In other words, I don’t think the Bill has much of a chance of passing any more than it did the last time.
“Once again, it appears Republicans are about to vote on a bill to repeal Obamacare before anybody can figure out what the legislation actually does.”
That has happened before. Do you remember Nancy Pelosy saying, of the Obamacare Bill, “We will have to pass it just to find out what is in it.” (or words to that effect)?
That being said, this does not seem to be good peice of legislation. It is lacking in depth and substance and seem primarily focused on killing Obamacare. That focus should not be the primary purpose of any legislation. Something of substance to provide meaningful healthcare should be the first concern, and killing off Obamacare (something that has slowly been happening anyway) a distant second.
Did I see something about Arizona losing 1.6 billion if this passes?
And something about it impacting three quarters of all nursing homes in AZ?
Good one, GOP! Your hatred of a black man living in the White House for eight years is going to get people dead.
Phone lines seemed jammed. All I could do was leave a voice mail at McCain’s & Flake’s Capitol offices.
Phone lines still jammed, had to leave voice mails again. One thing that’s not getting much play is how military veterans will be screwed by this bill. By making their health insurance, (either employer or privately provided) costs skyrocket. If they then go for VA care that will have a negative impact on an already burdened system.

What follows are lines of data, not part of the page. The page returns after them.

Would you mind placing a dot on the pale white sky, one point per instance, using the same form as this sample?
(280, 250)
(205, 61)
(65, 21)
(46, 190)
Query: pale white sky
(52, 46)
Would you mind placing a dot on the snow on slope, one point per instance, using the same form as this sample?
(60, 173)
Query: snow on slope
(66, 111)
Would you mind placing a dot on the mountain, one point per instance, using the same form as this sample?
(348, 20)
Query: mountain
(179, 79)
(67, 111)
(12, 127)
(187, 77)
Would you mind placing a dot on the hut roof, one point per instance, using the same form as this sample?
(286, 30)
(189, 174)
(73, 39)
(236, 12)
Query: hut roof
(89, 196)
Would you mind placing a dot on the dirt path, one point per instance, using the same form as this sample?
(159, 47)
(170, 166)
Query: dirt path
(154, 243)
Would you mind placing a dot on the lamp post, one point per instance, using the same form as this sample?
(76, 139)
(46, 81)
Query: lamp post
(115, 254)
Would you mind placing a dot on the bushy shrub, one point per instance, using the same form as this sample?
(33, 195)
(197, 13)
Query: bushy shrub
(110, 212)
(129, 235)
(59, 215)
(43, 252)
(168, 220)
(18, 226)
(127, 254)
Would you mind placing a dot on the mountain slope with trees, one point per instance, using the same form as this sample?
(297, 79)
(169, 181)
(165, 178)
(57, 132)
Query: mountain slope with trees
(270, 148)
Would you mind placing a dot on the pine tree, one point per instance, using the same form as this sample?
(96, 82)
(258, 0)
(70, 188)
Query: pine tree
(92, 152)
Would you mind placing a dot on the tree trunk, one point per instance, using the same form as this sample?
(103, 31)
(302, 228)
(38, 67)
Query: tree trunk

I’m as anti-war as you can get, and I don’t think America has been in any good wars since WW2, but if you’re going to send American’s into battle, you damn well better take care of them when they come home.
Your right about WWII being the last “good war” (OT – Have you read the book of that title by Studs Terkel?) and it’s a disgrace how veterans are treated. My dad was a career Air Force officer & the military did a great job making sure he was taken care of. Unfortunately since then Republicans along with some conservative Democrats have been chipping away at earned VA benefits. All in the interest of more tax cuts for those who don’t need them. Hmmmm, just like the Graham Cassidy atrocity.